I’m so happy you like the coffee cake, Jessa!! It’s definitely one of my favorite treats 😀 Your alterations sound great! I’ll have to try your version soon! xo
This turned out yummy with a little change of 1/2 cup ground almonds as I didnt have much arrowroot, a real winner, but am I missing something? I couldn’t find coffee in the recipe so it ended up a walnut cake (scrummy anyway)
Will try again with coffee in it just to experiment…
Hi Glynnis,
OH good, I’m so glad you enjoyed the recipe! Coffee cake typically doesn’t have coffee in it – it’s named “coffee cake” because it’s a traditional treat to serve with coffee. BUT I bet coffee would taste AMAZING in the cake nonetheless! Let me know if you try it!

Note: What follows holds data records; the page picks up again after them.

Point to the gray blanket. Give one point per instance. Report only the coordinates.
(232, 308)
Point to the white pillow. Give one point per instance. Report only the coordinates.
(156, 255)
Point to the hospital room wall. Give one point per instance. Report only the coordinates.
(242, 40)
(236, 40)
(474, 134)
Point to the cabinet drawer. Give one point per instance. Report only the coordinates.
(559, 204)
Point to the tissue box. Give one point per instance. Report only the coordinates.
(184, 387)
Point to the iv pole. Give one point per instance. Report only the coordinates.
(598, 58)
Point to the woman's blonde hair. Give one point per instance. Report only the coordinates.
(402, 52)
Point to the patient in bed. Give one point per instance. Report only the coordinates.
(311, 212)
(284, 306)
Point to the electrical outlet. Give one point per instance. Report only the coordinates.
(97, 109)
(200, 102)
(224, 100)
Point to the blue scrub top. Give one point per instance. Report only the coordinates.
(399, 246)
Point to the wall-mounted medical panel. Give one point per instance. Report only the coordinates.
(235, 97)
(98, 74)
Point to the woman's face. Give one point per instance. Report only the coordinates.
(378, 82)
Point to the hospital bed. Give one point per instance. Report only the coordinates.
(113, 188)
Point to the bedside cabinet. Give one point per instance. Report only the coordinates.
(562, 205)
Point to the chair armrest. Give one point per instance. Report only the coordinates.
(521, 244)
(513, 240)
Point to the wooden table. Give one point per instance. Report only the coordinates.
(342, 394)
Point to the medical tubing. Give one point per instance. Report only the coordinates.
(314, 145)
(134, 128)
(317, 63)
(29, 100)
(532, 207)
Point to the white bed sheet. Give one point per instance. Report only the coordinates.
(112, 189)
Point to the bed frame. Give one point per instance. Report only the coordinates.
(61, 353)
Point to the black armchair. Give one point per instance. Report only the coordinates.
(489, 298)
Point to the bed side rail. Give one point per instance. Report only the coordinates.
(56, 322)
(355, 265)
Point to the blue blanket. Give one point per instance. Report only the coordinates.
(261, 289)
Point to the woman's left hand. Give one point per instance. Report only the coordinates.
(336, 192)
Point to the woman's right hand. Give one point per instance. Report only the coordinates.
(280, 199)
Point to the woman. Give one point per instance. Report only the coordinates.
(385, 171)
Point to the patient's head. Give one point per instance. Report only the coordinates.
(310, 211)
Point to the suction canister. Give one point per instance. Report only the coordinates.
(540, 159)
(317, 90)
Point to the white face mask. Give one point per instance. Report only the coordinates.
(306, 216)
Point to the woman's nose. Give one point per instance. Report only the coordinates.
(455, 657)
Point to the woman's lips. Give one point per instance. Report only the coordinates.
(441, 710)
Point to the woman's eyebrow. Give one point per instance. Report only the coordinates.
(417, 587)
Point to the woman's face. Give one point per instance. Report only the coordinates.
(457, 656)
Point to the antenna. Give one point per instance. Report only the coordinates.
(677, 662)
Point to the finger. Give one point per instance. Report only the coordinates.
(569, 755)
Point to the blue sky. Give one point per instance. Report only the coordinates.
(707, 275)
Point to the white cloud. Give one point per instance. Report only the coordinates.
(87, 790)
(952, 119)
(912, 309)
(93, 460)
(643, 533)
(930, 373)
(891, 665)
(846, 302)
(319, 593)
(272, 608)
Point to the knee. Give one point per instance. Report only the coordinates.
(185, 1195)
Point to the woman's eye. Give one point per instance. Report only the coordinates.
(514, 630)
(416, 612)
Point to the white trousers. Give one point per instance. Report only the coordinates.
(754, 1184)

I’M DAIRY FREE. WILL TRY USING EITHER COCONUT BUTTER OR DAIRY FREE SHORTINING. WILL LET YOU KNOW HOW IT TURNS OUT.
Made this tonight, hubby & I totally enjoyed it with a cup of coffee. Used what I had on hand, subsitute coconut oil for butter, xylitol for the syrup & tapioca flour for arrowroot powder and alomonds for walnuts.
Thank you for a very delish dessert!
I’m so happy to hear it, Karen! I like the idea of using xylitol to make it sugar-free – I’ll have to do so soon!
I’m confused, is this a coffee cake or walnut cake as I can’t find how much coffee to go in the recipe. Thanks
Hi Ceri. Coffee cake is a type of cake that you enjoy with coffee…there usually isn’t any coffee in the recipe. Let me know if you have any other questions! 😀
This is darned good, especially for Paleo cake,mwhich is difficult to do. I live in altitude and made some adjustments, but even hubby liked it! I did end up putting more maple syrup (as per your alternative instructiins above). Also, be careful not to overbake, watch carefully.
I just wanted to say a big thank you for this wonderful recipe, it’s so simple and just perfect. I tried it out and then also made a variation of it, which I have blogged about (and mentioned you) here: http://nourisheveryday.com/recipe/spiced-walnut-crumb-cake/
This looks fantastic. I’ve been looking at a lot of Paleo coffee cake recipes today, trying to decide which one to try. I’m a bit torn on this one. It looks so delicious, but the arrowroot makes me concerned about the glycemic load, especially with the addition of maple syrup. What’s your take on that? By the way, I’m not super low carb, but I do try to be careful to keep insulin from going out of whack.
The cake turned out delicious!!! Thank you so much for the recipe! Drizzled with my salted carame itl is perfection ☺️
Hi, I just made your coffee cake today and it was a treat after a month of nothing at all like this. We threw some raspberries in the batter and that was really good, too. When I make it next time, a little extra sweetner will be nice… maybe some stevia, but not too much.
Thank you so much for posting this!
(oh, the instructions still say backing soda instead of powder)
I tried this recipe today using arrowroot. The topping was chopped fresh strawberries under the streusel, which I made with hazelnut meal because I am out of walnuts. No other changes. Everything looked great, but there is way too much baking soda in this recipe and not enough acidity to neutralize it, so the whole cake tasted bitter from it and was pretty much inedible. Did you mean baking powder by any chance? Next time I’ll try this with either 2 tsp baking powder, or 1/2 tsp soda.
Hi Julie, my sincere apologies for the coffee cake not turning out! The measurement was supposed to be for baking powder, not baking soda. I made the change in the recipe – I’m so sorry again for the error!
No worries. At least my experience will prevent future issues. 🙂 And for the record, using hazelnut meal in the streusel worked out great… it was more wet than crumbly, and I just dolloped it strategically over the strawberries.